I go to the tanning salon in the winter and just layout on my deck in the summer. :lol: :lol: :lol:


----------



## hunter_orange13 (Oct 11, 2008)

ok luv2... lol

i have a doe skin (from a deperdation hunt) what can i do with it???


----------



## luv2fsh&hnt (Sep 22, 2007)

hunter_orange13 said:


> ok luv2... lol
> 
> i have a doe skin (from a deperdation hunt) what can i do with it???


I'm sorry I just couldn't resist.Here is a link I found with google.If you don't like this one just google hide tanning instructions there are a ton of them.

http://www.lksd.org/Nunapitchuk/tanning.htm


----------



## rugerdogdog (Nov 18, 2007)

I did the same, learned from the internet. 
What I've learned: Pick a technique you are comfortable with and try it.
I have tried Tannit.
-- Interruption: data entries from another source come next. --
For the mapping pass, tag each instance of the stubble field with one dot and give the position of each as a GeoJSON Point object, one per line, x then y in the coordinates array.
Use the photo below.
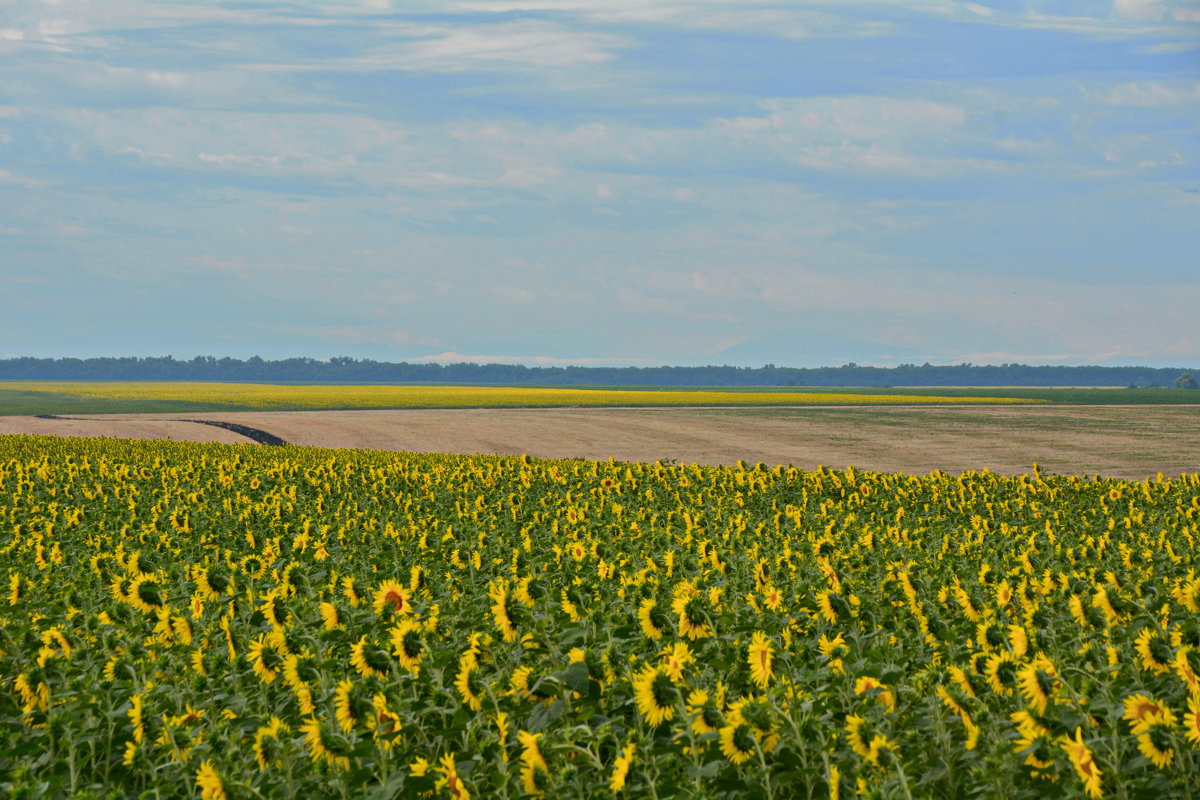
{"type": "Point", "coordinates": [1113, 440]}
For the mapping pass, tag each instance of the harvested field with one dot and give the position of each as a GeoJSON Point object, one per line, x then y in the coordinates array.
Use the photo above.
{"type": "Point", "coordinates": [1120, 441]}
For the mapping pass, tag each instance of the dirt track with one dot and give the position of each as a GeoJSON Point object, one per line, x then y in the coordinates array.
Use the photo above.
{"type": "Point", "coordinates": [1128, 441]}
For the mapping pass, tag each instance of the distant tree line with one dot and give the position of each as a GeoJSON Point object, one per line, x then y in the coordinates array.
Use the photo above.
{"type": "Point", "coordinates": [347, 370]}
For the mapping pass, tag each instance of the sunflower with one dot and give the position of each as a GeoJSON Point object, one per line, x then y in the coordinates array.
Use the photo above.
{"type": "Point", "coordinates": [705, 715]}
{"type": "Point", "coordinates": [267, 655]}
{"type": "Point", "coordinates": [1153, 651]}
{"type": "Point", "coordinates": [147, 594]}
{"type": "Point", "coordinates": [467, 665]}
{"type": "Point", "coordinates": [369, 659]}
{"type": "Point", "coordinates": [345, 704]}
{"type": "Point", "coordinates": [498, 590]}
{"type": "Point", "coordinates": [1185, 667]}
{"type": "Point", "coordinates": [856, 735]}
{"type": "Point", "coordinates": [315, 739]}
{"type": "Point", "coordinates": [773, 599]}
{"type": "Point", "coordinates": [533, 765]}
{"type": "Point", "coordinates": [651, 619]}
{"type": "Point", "coordinates": [299, 669]}
{"type": "Point", "coordinates": [1085, 765]}
{"type": "Point", "coordinates": [328, 615]}
{"type": "Point", "coordinates": [268, 750]}
{"type": "Point", "coordinates": [450, 779]}
{"type": "Point", "coordinates": [252, 566]}
{"type": "Point", "coordinates": [393, 597]}
{"type": "Point", "coordinates": [621, 768]}
{"type": "Point", "coordinates": [689, 605]}
{"type": "Point", "coordinates": [825, 606]}
{"type": "Point", "coordinates": [760, 657]}
{"type": "Point", "coordinates": [886, 696]}
{"type": "Point", "coordinates": [1033, 740]}
{"type": "Point", "coordinates": [519, 684]}
{"type": "Point", "coordinates": [137, 719]}
{"type": "Point", "coordinates": [1192, 721]}
{"type": "Point", "coordinates": [655, 695]}
{"type": "Point", "coordinates": [676, 659]}
{"type": "Point", "coordinates": [1001, 673]}
{"type": "Point", "coordinates": [387, 722]}
{"type": "Point", "coordinates": [406, 644]}
{"type": "Point", "coordinates": [213, 582]}
{"type": "Point", "coordinates": [1018, 641]}
{"type": "Point", "coordinates": [1155, 740]}
{"type": "Point", "coordinates": [989, 635]}
{"type": "Point", "coordinates": [1036, 681]}
{"type": "Point", "coordinates": [208, 781]}
{"type": "Point", "coordinates": [737, 743]}
{"type": "Point", "coordinates": [1140, 709]}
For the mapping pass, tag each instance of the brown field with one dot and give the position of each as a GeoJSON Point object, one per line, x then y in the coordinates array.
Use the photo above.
{"type": "Point", "coordinates": [1119, 441]}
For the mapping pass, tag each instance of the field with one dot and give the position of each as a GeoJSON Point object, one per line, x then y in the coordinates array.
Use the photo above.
{"type": "Point", "coordinates": [280, 621]}
{"type": "Point", "coordinates": [1113, 440]}
{"type": "Point", "coordinates": [117, 397]}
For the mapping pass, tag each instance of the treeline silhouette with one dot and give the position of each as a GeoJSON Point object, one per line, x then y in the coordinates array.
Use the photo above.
{"type": "Point", "coordinates": [347, 370]}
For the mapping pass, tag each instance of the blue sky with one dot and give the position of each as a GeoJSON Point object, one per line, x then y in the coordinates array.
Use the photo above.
{"type": "Point", "coordinates": [603, 181]}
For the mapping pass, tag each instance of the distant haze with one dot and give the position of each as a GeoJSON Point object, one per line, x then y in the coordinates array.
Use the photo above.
{"type": "Point", "coordinates": [603, 182]}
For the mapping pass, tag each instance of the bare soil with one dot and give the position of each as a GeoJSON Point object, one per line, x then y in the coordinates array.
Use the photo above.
{"type": "Point", "coordinates": [1119, 441]}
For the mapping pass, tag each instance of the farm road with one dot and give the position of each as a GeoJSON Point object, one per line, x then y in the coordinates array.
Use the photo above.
{"type": "Point", "coordinates": [1119, 441]}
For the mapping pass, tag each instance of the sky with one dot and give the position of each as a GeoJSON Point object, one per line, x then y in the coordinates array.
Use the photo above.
{"type": "Point", "coordinates": [603, 181]}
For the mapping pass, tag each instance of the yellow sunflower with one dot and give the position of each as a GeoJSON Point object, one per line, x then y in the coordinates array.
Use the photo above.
{"type": "Point", "coordinates": [1153, 651]}
{"type": "Point", "coordinates": [393, 597]}
{"type": "Point", "coordinates": [208, 781]}
{"type": "Point", "coordinates": [406, 644]}
{"type": "Point", "coordinates": [1155, 741]}
{"type": "Point", "coordinates": [467, 665]}
{"type": "Point", "coordinates": [1085, 765]}
{"type": "Point", "coordinates": [268, 751]}
{"type": "Point", "coordinates": [676, 659]}
{"type": "Point", "coordinates": [705, 715]}
{"type": "Point", "coordinates": [655, 695]}
{"type": "Point", "coordinates": [267, 655]}
{"type": "Point", "coordinates": [648, 619]}
{"type": "Point", "coordinates": [737, 743]}
{"type": "Point", "coordinates": [534, 769]}
{"type": "Point", "coordinates": [621, 768]}
{"type": "Point", "coordinates": [1036, 681]}
{"type": "Point", "coordinates": [450, 780]}
{"type": "Point", "coordinates": [498, 590]}
{"type": "Point", "coordinates": [886, 696]}
{"type": "Point", "coordinates": [369, 659]}
{"type": "Point", "coordinates": [1192, 721]}
{"type": "Point", "coordinates": [760, 657]}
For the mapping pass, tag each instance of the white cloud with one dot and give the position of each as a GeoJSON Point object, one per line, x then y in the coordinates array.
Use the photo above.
{"type": "Point", "coordinates": [541, 360]}
{"type": "Point", "coordinates": [1149, 95]}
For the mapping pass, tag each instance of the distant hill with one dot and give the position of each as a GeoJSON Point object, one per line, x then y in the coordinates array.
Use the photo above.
{"type": "Point", "coordinates": [347, 370]}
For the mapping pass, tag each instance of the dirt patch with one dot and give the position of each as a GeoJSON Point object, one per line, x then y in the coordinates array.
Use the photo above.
{"type": "Point", "coordinates": [1121, 441]}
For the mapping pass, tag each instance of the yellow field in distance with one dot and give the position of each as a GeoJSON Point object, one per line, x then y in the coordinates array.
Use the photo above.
{"type": "Point", "coordinates": [267, 396]}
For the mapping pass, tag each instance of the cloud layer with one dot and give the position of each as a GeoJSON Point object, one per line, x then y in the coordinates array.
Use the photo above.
{"type": "Point", "coordinates": [573, 181]}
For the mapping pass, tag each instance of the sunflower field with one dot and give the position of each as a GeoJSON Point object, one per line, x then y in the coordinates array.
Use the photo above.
{"type": "Point", "coordinates": [237, 621]}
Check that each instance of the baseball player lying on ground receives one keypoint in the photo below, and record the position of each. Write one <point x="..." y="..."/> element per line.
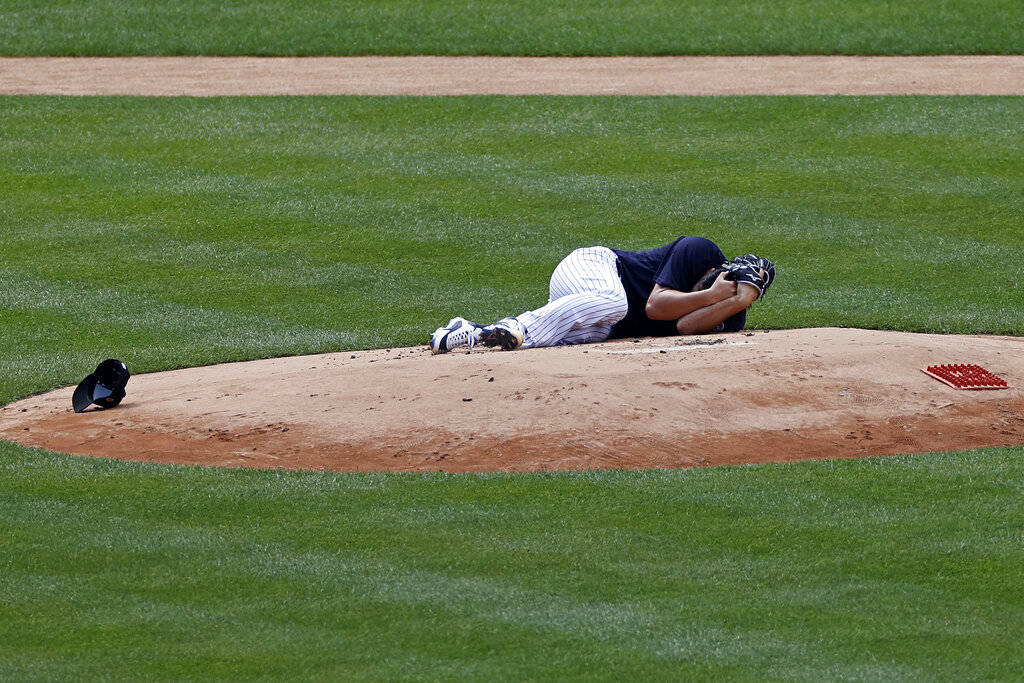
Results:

It is a commercial product that is supposed to be a basically one step tanning kit. I like it. I did one large buck with it and it turned out pretty good. I also have tried ashes from the fire mixed with lemon juice. Or you could mix it with your own pee. -)O(- I did a couple coyotes and a rabbit this way. It works well also but it seems to me that your pelt wont last as long this way. 
It really depends what you want the hide for. If you just want to hang it on the wall these techniques will be fine. If you want it for a bedspread or to make a nice pair of gloves or something then I would pay to have a professional tan it for you.
Also, if you are doing it all yourself then the quality you end up with depends GREATLY on how good a job you do skinning, fleshing, drying, stretching and salting.


----------



## Artoxx (Nov 12, 2008)

Here is a link to some stuff that works pretty good. You can buy it at Sportsmans or Cabelas for like $10 last time I looked.
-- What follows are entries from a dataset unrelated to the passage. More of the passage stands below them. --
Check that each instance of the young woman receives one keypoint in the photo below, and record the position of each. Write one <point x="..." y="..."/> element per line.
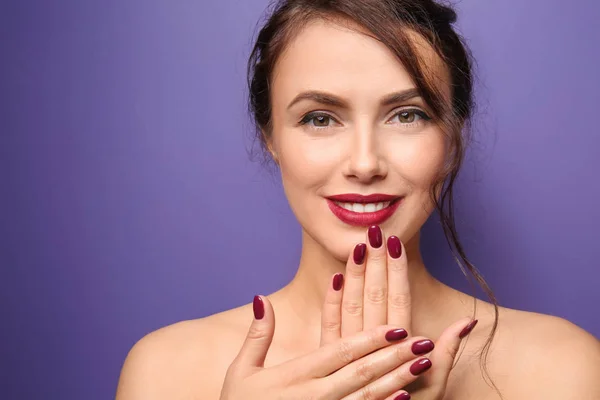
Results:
<point x="364" y="105"/>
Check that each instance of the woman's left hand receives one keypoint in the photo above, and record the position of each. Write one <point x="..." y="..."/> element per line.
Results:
<point x="375" y="292"/>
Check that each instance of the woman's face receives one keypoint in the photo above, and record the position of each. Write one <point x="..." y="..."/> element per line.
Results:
<point x="345" y="122"/>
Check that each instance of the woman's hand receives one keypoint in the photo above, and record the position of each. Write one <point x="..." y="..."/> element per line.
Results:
<point x="376" y="292"/>
<point x="369" y="364"/>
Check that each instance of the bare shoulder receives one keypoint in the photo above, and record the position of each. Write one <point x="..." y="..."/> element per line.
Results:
<point x="550" y="357"/>
<point x="185" y="360"/>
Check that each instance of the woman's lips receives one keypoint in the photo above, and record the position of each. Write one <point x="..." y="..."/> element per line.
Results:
<point x="363" y="218"/>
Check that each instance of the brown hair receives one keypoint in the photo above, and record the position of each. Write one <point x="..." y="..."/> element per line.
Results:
<point x="391" y="22"/>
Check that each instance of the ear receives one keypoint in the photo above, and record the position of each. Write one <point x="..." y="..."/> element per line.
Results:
<point x="270" y="147"/>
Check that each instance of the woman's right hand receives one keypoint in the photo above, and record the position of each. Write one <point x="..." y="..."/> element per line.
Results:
<point x="367" y="365"/>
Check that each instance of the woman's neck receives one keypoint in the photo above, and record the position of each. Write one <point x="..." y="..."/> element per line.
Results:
<point x="302" y="299"/>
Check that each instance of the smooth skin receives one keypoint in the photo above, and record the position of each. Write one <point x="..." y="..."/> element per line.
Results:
<point x="361" y="145"/>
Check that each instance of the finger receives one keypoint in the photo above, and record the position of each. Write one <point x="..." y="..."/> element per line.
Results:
<point x="376" y="287"/>
<point x="399" y="298"/>
<point x="393" y="381"/>
<point x="333" y="356"/>
<point x="258" y="340"/>
<point x="352" y="298"/>
<point x="445" y="352"/>
<point x="331" y="317"/>
<point x="370" y="376"/>
<point x="399" y="395"/>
http://cgi.ebay.com/ws/eBayISAPI.dll?Vi ... EF:US:1123


----------



## James (Oct 7, 2007)

Alum and salt works well for small hides. I did a few deer hides with alum and salt. I wasn't real pleased with the results. Its a lot of work. If you really want a nice piece of leather, I recommend you find a tannery that will do your hides. I sent some elk hides into Fox Valley a few years ago and they came out beautiful. Too bad about them quitting.
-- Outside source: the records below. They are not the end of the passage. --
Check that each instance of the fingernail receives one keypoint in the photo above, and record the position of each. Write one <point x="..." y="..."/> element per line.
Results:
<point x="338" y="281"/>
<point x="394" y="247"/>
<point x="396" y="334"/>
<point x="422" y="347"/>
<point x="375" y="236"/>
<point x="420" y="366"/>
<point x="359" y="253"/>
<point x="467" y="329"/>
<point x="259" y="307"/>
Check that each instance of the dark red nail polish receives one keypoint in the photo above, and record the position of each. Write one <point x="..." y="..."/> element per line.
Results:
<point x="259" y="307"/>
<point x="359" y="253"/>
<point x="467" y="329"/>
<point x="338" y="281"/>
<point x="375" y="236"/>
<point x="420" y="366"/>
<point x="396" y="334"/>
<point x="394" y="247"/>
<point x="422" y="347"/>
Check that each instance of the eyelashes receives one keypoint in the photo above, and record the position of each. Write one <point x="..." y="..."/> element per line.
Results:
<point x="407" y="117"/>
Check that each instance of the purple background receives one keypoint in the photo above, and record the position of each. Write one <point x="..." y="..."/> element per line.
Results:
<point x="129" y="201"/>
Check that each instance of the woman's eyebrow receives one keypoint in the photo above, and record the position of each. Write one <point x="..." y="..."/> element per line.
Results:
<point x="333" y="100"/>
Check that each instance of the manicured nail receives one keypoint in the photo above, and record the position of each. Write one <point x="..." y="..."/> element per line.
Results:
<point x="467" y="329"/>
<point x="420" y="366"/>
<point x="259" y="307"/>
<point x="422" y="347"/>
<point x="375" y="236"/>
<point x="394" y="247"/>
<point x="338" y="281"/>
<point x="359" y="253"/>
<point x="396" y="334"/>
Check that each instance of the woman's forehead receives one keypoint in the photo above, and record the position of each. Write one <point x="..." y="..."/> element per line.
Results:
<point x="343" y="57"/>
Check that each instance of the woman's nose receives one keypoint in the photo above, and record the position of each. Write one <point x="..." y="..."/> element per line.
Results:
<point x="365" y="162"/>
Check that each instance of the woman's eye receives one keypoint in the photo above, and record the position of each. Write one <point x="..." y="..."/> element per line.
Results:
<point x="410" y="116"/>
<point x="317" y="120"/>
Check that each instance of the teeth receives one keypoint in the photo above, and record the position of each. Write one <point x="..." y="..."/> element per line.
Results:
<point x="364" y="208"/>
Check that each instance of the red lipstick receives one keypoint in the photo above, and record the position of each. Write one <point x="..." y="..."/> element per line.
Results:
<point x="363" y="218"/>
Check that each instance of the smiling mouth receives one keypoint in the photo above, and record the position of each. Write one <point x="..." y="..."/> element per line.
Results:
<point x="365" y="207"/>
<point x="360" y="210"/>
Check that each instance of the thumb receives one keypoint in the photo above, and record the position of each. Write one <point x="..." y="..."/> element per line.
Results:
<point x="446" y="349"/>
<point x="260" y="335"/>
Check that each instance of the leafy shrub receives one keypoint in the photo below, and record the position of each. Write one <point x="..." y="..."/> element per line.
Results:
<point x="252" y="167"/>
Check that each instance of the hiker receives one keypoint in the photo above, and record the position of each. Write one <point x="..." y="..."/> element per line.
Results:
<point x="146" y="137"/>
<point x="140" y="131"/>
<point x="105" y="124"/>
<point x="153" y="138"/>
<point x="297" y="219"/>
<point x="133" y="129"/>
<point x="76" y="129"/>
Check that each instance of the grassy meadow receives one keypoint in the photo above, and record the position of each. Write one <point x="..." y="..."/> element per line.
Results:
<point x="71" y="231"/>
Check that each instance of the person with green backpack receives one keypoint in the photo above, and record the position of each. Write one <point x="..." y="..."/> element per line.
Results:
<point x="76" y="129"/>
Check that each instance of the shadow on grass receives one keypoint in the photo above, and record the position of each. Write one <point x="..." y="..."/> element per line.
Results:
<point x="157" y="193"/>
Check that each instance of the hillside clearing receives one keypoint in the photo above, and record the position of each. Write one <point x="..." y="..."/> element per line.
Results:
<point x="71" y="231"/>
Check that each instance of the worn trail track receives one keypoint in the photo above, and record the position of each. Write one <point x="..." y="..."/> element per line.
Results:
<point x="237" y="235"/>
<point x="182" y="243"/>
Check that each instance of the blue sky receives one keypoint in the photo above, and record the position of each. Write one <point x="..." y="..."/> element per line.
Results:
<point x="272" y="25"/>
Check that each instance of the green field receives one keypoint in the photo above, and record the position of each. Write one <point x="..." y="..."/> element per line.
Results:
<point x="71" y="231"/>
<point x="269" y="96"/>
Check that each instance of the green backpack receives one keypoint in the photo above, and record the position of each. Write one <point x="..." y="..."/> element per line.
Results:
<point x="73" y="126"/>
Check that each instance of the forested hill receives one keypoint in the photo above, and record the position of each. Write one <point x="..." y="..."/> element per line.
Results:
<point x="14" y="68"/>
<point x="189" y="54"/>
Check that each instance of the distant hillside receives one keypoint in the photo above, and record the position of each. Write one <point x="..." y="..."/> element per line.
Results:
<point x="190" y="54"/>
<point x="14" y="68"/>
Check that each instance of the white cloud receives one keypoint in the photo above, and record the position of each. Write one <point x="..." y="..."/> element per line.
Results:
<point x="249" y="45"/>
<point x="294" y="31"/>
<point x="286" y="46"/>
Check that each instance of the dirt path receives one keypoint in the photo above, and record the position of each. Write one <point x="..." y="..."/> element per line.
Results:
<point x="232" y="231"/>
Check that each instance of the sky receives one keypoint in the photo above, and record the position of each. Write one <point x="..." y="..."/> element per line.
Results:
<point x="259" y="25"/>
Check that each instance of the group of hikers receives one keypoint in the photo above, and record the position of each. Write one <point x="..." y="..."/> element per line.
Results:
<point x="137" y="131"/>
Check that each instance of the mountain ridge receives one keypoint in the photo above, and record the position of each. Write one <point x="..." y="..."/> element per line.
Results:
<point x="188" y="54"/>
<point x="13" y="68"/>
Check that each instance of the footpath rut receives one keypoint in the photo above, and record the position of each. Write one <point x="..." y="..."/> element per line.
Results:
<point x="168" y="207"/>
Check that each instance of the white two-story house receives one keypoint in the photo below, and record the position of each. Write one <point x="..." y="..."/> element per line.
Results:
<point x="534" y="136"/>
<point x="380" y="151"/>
I did a Google search for tannerys and came up with a few hits. Here is one of them: http://www.tanhides.com/textonly.asp?De ... Main=Y.asp

Look at the link for "Hide Preparation".


----------



## HGD (Mar 5, 2008)

I use alum & soda 50/50, But I doubt it would work for a deer hide. Does a good job on ***** and fox.


----------



## rugerdogdog (Nov 18, 2007)

how does the alum and soda/salt work? You rub it in, let sit, then wash off?


----------



## HGD (Mar 5, 2008)

well with the soda/alum combo. I mix it together then put it in a shaker. Then sprinkle it over the entire hide(skin side) let it sit for an hour. And then use a butter knife to scrape it off.Don't let it stay on any longer than that cause the alum starts to smell like a sour pickle. It has to be done right after you put it on a stretcher. The hide will dry out faster than just a green hide would. If you try it on a **** you'll have to make sure there ain't any greasey spots leeft on it (they'll burn). Let it dry, I dry mine in my house in the back room. takes 3 maybe 4 days. To soften the hide I put it in the dryer with a couple boots with no heat and let it tumble. ***** have a tough hide so it takes a while to get them to break down. Fox, Coyotes break down easy if you have the membrane off the hide. It works alright. If you just have 1 or 2 hides but I wouldn't want to make your wife a **** skin blanket it turns into a job! :roll: . But she likes the end results. Except it's too hot for her to use unless it's minus 0. I hope I explained it well enough. If you have any more ? let me know. ***** turn out pretty nice if you stretch them open (like a beaver)


----------



## hunter_orange13 (Oct 11, 2008)

well i guess my mom thought it was disgusting so she threw it away this morning when the garbage man came :shock:


----------



## luv2fsh&hnt (Sep 22, 2007)

-Ov- -Ov- -Ov-


----------



## rugerdogdog (Nov 18, 2007)

HGD said:


> ***** turn out pretty nice if you stretch them open like a beaver


 :shock: 
SOOOOO many jokes..... _(O)_ 
Guess I'd better leave it alone!!!!


----------